Yesterday, George Via walked Orlando Sentinel readers through the well-worn argument that
capitalism is inherently based on greed, avarice, moral debauchery and a wanton
disregard for the sanctity of our environment.
In the more than two decades that I have worked in the
profession of economics education, I have observed firsthand that the greatest
source of economic illiteracy in our nation centers on the question of what
capitalism is, what it stands for, and what it creates.
Unfortunately, popular fallacies abound - fallacies that have
become part of a political doctrine and social doctrine that casts a greater
threat to human progress and happiness than society can possibly imagine.
First, there is the fallacy that capitalism is based on
greed. Greed, by its very definition,
gives us a society where people implicitly work to take maximum advantage of
one another. If businesses operated on
this principle, customers would be routinely cheated, workers would have no
protection of their natural rights and society would be worse off as a result
of a quasi-forced redistribution of wealth and money to the powerful few.
Yes, there are examples of businesses who do all of these
things. Some companies do lie, cheat,
treat workers badly and lobby government for favors that robs all of us who pay
taxes.
But look around you and notice how often you interact with
some profit-seeking stranger who sells you a good or service that works well
for a price you mutually agreed to.
Think about how often those who principally exist in society for the
purpose of making money offer up wages and salaries that we agree to – and that
help us take care of our needs and those of our families. How many jobs are offered up at higher pay
than we earn now with the implicit offer that if we increase our skills,
education and training we can earn more next year and the year after that?
How many ‘evil’ corporations are out there producing the
newest energy saving, environmentally-friendly products?
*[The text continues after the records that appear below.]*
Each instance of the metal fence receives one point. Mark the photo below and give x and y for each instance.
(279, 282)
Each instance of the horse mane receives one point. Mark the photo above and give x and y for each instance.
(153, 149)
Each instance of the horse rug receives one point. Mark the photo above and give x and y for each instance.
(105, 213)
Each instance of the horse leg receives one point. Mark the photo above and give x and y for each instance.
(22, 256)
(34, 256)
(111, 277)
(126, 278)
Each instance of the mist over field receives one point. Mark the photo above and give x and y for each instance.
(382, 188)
What about the new medicines, healthy foods,
car safety features, home-security devices and other products and services that
save or prolong our lives?
How many of us know that in our somewhat capitalistic
society, Americans give around $300 billion per year to charity – a figure that
is more than the entire GDP of most countries in the world?
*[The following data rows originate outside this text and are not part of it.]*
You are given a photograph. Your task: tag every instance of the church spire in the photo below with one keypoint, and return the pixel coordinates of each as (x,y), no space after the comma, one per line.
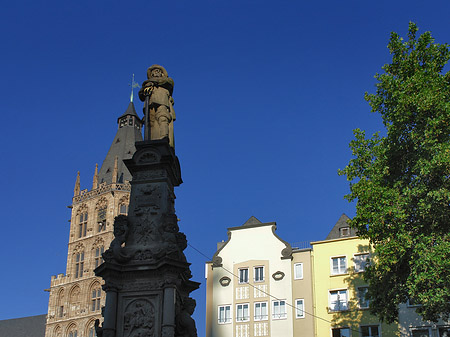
(128,133)
(114,176)
(95,180)
(133,85)
(76,190)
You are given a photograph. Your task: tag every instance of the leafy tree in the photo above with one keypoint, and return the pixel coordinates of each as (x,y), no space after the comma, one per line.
(402,181)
Contrast this with nations where capitalism is shunned.
In many countries if you are born poor, you will die
poor. India, for example, has a brutal
caste system that forces 400 million people into the worst jobs imaginable –
and permanent poverty – as a result of their social standing from birth.
In Africa, leaders of many of this resource-rich continent
keep their people impoverished by denying any right to private property. People know that if they want to start a
small business to climb out of poverty they might have to bribe countless
corrupt government officials and can be bulldozed for any reason.
All over Europe, South America and parts of Asia,
central-planning by government officials is relied upon to provide food,
clothing and shelter that people need.
In those nations, people go without adequate food, clothing and shelter
while disease and suffering are common.
Capitalism is a miraculous system of what you might call
“organized chaos”. Every day millions of
people – most of whom are strangers to us – get up, go to work and pursue their
self-interest in innumerable industries and occupations. This pursuit of our own agenda leads us to
work with one another to provide our small part in the production of everything
we call a want or a need.
Furthermore, we work, largely secure in the knowledge that
our rights to property – our income, homes and other resources – are secure and
cannot be taken by force.
With these two pillars – the right to peacefully pursue or
self-interest and the right to property – we have the foundation for what
capitalism really is. That is a system
that has lifted more people out of horrid suffering than any artificial system
any government has ever created.
This does not mean that capitalism is perfect. It does mean that relatively speaking, Mr.
Via – and all of us, should be grateful he lives in a time and place where
capitalism has been allowed to exist.